Consist Systems - General Terms of Proposal

General Terms of Proposal - Consist Systems
The General Terms set forth herein constitute an inseparable part of Consist Systems Ltd. (“Supplier”) proposal (“Proposal”) at the scope detailed in the Proposal (“Services”), and apply in addition to the terms of the Proposal. The counter party to the Proposal and/or which shall be provided with the Services shall be hereinafter referred to as the “Customer”. Acceptance of the Proposal by the Customer or payment of an invoice constitutes the Customer’s acceptance of these General Terms. The Services will be interpreted solely according to these General Terms, which will apply to all services and/or products included in the Proposal. These General Terms and Conditions and the Proposal will be referred to together hereinafter as the "Agreement".


1. The Services shall be provided by the Supplier’s employees, service providers and/or contractors (“Supplier’s Designees”).


2. In case the Proposal includes the sale of any of the Supplier products and/or any software licenses or provision of third party products ("Products"), any Products shall be supplied "AS-IS" and in accordance with the such Products' standard terms shown at the Proposal and subject to the provisions thereof ("License") without any representation or warranty of any kind, including as to its suitability to a particular purpose, non-infringement or error-free.

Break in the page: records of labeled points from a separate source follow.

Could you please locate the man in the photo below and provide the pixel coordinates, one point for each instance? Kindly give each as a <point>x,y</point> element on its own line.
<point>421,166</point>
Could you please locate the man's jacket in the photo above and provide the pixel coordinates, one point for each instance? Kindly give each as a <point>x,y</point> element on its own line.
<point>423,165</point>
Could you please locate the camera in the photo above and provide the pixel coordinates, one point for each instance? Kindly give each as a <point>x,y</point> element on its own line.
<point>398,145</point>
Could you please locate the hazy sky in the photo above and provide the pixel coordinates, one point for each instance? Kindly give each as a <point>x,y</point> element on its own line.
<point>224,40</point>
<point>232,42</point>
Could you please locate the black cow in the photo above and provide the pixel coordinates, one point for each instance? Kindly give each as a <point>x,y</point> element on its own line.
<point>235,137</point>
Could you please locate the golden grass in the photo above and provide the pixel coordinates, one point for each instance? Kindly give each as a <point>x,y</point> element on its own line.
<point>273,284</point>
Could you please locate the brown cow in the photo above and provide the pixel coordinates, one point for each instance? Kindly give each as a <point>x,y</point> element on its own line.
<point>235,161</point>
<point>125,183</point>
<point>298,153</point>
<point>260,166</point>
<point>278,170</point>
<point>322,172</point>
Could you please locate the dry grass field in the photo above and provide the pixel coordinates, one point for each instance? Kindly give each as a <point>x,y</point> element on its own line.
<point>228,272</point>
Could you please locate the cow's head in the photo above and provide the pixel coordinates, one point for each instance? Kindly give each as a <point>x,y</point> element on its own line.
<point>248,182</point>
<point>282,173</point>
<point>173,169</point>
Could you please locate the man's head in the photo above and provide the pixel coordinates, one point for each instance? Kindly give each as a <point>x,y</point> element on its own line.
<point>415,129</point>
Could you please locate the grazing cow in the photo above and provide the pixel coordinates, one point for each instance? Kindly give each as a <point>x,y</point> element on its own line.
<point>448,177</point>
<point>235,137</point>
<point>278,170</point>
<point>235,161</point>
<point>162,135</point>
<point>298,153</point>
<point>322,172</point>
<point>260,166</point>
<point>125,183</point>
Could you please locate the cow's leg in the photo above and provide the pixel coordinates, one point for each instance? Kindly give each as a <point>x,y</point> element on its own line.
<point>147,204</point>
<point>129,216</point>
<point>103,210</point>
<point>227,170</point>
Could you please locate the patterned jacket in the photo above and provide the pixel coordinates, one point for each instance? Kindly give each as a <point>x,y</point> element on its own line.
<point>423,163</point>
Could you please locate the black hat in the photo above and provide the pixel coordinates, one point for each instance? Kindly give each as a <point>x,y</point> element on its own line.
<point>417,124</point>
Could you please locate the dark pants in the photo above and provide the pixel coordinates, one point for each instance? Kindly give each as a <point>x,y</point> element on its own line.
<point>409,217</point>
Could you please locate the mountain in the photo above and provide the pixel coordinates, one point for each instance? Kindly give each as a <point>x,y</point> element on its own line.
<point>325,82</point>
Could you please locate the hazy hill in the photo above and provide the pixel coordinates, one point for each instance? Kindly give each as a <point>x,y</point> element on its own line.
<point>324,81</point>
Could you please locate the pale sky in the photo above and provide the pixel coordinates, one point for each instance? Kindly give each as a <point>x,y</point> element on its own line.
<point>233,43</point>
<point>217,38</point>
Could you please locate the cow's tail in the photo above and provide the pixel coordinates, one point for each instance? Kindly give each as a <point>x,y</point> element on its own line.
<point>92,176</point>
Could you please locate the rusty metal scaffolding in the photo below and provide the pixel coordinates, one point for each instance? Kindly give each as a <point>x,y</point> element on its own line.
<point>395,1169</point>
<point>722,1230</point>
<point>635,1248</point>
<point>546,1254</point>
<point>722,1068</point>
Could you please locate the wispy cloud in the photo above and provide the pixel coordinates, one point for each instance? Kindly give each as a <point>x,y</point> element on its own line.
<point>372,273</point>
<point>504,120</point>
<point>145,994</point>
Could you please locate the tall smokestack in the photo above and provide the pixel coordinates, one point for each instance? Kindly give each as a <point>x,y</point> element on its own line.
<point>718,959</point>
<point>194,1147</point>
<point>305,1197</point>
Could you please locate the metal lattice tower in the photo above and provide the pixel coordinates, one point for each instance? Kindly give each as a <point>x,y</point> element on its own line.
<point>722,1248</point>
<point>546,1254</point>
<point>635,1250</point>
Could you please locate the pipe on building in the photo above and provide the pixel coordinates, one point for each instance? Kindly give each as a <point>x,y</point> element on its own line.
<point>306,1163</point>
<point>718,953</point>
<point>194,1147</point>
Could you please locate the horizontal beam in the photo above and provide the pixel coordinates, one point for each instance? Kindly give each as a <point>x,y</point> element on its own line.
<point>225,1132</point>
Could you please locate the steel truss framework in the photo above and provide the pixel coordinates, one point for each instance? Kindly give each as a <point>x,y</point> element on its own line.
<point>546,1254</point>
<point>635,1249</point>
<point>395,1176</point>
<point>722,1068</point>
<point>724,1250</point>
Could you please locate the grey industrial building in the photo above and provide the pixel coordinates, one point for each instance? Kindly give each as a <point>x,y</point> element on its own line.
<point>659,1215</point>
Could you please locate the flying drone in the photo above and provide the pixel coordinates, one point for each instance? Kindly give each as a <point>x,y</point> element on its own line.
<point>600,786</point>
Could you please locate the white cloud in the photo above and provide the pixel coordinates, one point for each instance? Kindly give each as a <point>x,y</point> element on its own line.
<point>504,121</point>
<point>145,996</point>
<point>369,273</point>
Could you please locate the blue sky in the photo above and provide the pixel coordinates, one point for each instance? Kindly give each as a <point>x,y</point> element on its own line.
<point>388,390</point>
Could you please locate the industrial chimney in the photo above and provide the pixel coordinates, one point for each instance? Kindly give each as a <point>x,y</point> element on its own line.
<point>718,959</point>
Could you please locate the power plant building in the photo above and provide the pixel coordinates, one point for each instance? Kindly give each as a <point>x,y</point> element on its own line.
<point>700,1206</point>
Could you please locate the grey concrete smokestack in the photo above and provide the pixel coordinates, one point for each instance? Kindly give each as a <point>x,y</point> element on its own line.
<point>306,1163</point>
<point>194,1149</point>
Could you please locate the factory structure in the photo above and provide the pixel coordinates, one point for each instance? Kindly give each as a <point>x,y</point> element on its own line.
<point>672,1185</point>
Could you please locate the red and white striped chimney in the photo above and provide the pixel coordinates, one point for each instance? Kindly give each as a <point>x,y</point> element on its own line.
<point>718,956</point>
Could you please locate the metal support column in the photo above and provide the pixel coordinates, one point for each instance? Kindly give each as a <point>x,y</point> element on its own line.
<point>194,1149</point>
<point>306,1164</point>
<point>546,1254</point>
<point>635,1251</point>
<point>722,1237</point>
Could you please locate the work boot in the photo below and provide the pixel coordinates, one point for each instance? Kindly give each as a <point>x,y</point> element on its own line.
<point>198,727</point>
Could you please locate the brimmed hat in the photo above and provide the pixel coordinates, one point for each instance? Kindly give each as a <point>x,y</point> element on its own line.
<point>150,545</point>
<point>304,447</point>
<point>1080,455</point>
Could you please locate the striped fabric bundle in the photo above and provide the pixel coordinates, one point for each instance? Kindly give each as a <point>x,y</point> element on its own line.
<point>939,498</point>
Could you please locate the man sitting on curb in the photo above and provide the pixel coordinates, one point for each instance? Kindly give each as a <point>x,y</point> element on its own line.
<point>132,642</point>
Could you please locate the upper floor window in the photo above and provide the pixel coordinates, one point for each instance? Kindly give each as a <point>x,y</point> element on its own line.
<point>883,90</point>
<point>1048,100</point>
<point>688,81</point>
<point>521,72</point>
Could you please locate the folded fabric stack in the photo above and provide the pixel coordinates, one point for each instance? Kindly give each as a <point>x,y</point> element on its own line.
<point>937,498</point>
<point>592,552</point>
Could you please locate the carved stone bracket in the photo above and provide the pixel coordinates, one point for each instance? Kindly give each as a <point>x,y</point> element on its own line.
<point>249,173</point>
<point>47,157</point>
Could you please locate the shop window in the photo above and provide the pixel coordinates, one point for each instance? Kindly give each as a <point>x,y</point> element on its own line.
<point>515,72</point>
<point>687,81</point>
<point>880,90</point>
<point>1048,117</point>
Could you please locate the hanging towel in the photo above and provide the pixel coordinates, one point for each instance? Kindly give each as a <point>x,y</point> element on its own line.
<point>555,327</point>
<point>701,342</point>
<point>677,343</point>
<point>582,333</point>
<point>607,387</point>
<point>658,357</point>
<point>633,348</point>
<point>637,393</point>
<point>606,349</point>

The License shall be considered as an integral part of the Agreement and shall prevail any term and/or limitation and/or liability on behalf of the Supplier. The Customer is responsible for periodically monitoring changes to the License, if any. As required, the Customer will sign or electronically confirm the License, in accordance with the manufacturer's policy on this matter or shall execute the standard License of the relevant Product's manufacturer. The License shall apply for the benefit of Supplier, as a single party together with the Products' manufacturer for the purpose of the Product's License. The Customer will not make any changes and/or additions and/or repairs to the Product(s), except through the Supplier. The Customer will indemnify the Supplier and/or manufacturer and/or anyone on their behalf for any damage, expense and loss incurred by them as a result of a violation of the License or as a result of using the Product(s) not in accordance with the provisions of the Agreement, the License or any law.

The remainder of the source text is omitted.